Every new treatment offers the hope of relief, but each comes with a list of potential complications that can have you asking if the “cure” might be worse than the disease.

Especially when those drugs could cause life-long disabilites.

Or death.

It’s a terrifying gamble, and, even if you keep your life and avoid life-long complications, medicine remains a potential minefield.

Since the onset of my rare, chronic illness in 2015, I’ve seen all of the specialists and been given all of the drugs. But none of them have worked long-term. And most have caused a slew of other problems.

What alleviates one symptom will cause or exacerbate another. Pill X helps the nausea but causes constipation; Pill Y helps the pain but brings on palpitations…And after a few months, neither pill is providing the benefits it once did.

I know I am not alone.

For every warrior I know with a successful medication regimen, there’s at least one that’s tried everything but had no luck. For those folks – folks like me – everything is a trade off. Do I struggle with the nausea today, or do I take Pill X to tackle it, knowing that all the Metamucil in the world won’t save me from the fallout?

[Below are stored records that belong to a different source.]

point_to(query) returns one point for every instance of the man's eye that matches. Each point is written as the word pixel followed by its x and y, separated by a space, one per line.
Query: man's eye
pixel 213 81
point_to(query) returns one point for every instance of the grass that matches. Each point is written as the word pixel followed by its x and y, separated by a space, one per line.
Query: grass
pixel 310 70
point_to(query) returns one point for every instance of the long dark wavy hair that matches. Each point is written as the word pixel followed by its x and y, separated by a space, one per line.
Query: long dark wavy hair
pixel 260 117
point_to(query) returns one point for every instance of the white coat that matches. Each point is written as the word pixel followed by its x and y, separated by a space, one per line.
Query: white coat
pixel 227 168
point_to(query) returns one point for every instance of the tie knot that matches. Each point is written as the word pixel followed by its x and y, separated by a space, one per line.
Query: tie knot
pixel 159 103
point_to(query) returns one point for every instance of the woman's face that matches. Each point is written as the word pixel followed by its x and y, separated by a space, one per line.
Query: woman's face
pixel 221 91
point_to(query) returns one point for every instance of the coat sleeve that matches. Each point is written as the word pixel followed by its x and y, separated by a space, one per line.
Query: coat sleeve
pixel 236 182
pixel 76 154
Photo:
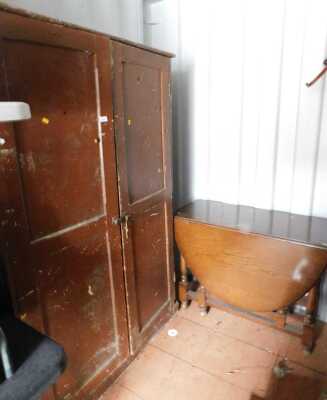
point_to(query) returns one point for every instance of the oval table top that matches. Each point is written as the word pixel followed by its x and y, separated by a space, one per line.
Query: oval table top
pixel 258 260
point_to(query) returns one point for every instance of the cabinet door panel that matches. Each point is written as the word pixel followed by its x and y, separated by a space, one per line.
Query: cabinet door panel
pixel 61 192
pixel 142 128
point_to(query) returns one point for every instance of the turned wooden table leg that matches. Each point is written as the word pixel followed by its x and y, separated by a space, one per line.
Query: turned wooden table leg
pixel 309 337
pixel 280 318
pixel 183 284
pixel 202 300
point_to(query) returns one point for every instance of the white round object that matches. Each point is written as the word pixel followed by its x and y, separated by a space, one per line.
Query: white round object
pixel 172 332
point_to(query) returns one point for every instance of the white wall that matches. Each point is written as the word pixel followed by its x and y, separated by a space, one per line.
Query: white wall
pixel 247 130
pixel 122 18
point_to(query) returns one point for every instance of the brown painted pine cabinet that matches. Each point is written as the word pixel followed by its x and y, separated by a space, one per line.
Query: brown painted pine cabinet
pixel 85 194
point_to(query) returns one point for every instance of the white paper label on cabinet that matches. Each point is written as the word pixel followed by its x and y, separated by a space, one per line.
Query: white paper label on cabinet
pixel 103 119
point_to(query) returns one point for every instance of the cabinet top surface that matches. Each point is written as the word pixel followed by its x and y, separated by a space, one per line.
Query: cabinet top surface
pixel 298 228
pixel 4 8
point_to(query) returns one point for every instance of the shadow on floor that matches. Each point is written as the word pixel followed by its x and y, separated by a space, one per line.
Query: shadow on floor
pixel 295 387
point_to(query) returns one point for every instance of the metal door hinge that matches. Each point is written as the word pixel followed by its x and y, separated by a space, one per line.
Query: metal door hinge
pixel 120 220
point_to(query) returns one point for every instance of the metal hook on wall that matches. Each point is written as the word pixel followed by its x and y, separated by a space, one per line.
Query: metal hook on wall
pixel 320 75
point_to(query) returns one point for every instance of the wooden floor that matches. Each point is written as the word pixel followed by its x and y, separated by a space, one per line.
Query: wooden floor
pixel 221 356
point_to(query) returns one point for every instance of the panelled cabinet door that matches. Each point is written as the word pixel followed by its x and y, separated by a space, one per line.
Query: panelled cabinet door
pixel 142 130
pixel 59 177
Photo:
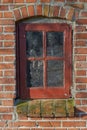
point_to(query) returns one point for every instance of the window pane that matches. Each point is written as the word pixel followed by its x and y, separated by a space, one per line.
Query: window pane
pixel 55 74
pixel 34 44
pixel 54 43
pixel 34 73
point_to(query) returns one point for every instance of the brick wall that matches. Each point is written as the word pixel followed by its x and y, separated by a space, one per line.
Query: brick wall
pixel 69 11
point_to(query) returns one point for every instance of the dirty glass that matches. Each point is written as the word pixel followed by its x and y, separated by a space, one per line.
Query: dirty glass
pixel 55 74
pixel 34 73
pixel 54 43
pixel 34 44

There’s no such thing as simple relief.

Everything is a trade-off.

And then, as it inevitably does, the day will come when I take Pill X for the nausea, and it no longer helps. Heart in my shoes, I’ll return to the doctor to tell him/her that, yet again, my body – which cannot seem to figure out how to get healthy but always finds a work-around for medication efficacy – has ceased responding.

“What are my other options?” I ask.

Lately I’ve exhausted the list.

In the three years I’ve been chronically ill, I’ve undergone every recommended treatment I could afford. This includes rolling the dice on a slew of medications, hoping for the best, fearing the worst, and usually experiencing something in between.

But what I haven’t experienced yet is relief.

I’ll keep trying. I haven’t given up hope that relief is out there – that the cure or at least a mitigator is just around the bend.

If and when it arrives, I’ll welcome it gladly.

But I won’t be surprised if it causes constipation and palpitations.